How quickly those projects can generate CERs, and how quickly those CERs can be used for compliance, is still worrying some. The UN’s International Transaction Log (ITL) – which will track Kyoto Protocol credit trades – is not expected to be operating until 2007 and any delays could make it impossible for European companies to use CERs in the first phase of the EU ETS.

But despite these uncertainties – or possibly because of them – speculators see possibilities in trading both CERs and EUAs, and arbitraging between them, says Chris Norton, UK-based head of the environmental and climate practice at Baker & McKenzie. The international law firm was the first of its peers to establish a team specialising in carbon trading, back in 1999, and its depth of experience has helped it again win Best Law Firm, this time in both the EU ETS and Kyoto Credits categories.

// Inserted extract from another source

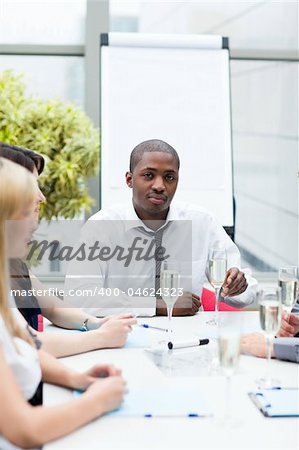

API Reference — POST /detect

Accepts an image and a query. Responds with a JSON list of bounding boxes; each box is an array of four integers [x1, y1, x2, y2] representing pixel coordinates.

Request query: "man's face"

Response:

“We’re seeing a number of entrepreneurs coming into the market, wealthy individuals who see that there are arbitrage opportunities in the CDM,” he says. Baker & McKenzie has also been advising some of the growing number of carbon funds that have been launched – either to provide their investors with credits for compliance, or with cash returns from successfully trading in the market.

But even outside Kyoto Protocol-related markets, carbon trading schemes have either been launched, or are contemplated. In Australia, the Labour-run state governments are considering banding together to introduce a cap-and-trade scheme over the head of the Liberal federal government. Indeed, New South Wales is in the third year of its GHG Abatement Scheme, which caps carbon emissions from its power sector.

“The scheme has been a huge success. The states are essentially looking to expand it into a national system,” says Ken Edwards, director of Next Generation Energy Solutions. His firm, which was voted both Best Broker in NSW GHGs, and won the Australian green certificates category, was set up in 2000, and has been broking environmental products since 2001.

Trading in the GHG market, which covers around 15 participants, can be sporadic – although he says that it traded every day in October. Since the scheme was launched in January 2003, around 12 million allowances have been created, and around 5.5 million tonnes have been traded, he says.

“Lots of people have been working with the NSW government to learn about trading – it’s the first scheme to include carbon sequestration,” he says. “But we need to get a national scheme going,” he adds.

Similarly, in the US, state-level schemes on both coasts are under development in the face of opposition from the White House to binding GHG caps. David Oppenheimer, managing director of long-established environmental broker Natsource – which pipped rival Evolution Markets to the Best Broker, North America prize – says that “our US clients are looking to be environmentally proactive by investing in the GHG market.

“We’re advising some clients on making purchases or evaluating opportunities internally that will stand them in good stead when regulations exist,” he continues. But, in comparison with Canada, where “people are finally able to look at the obligations they will have in coming years”, it’s still very days for a US carbon markets. “I’d rather there were more US companies doing transactions,” Oppenheimer adds.

 

BOX - How the survey was conducted

More than 1,500 companies were approached in October and November and asked to nominate the leading brokers, dealers, and advisors in emissions allowances, weather derivatives and renewable energy certificates, via an online survey. Voters were asked to vote only in those categories in which they had direct experience and to make their judgements on the basis of: efficiency and speed of transaction; reliability; innovation; quality of information and service provided and influence on the market, not just the volume of transactions handled. More than 700 completed responses were received.

Only one vote per company was allowed and those firms that nominated themselves had their votes disregarded.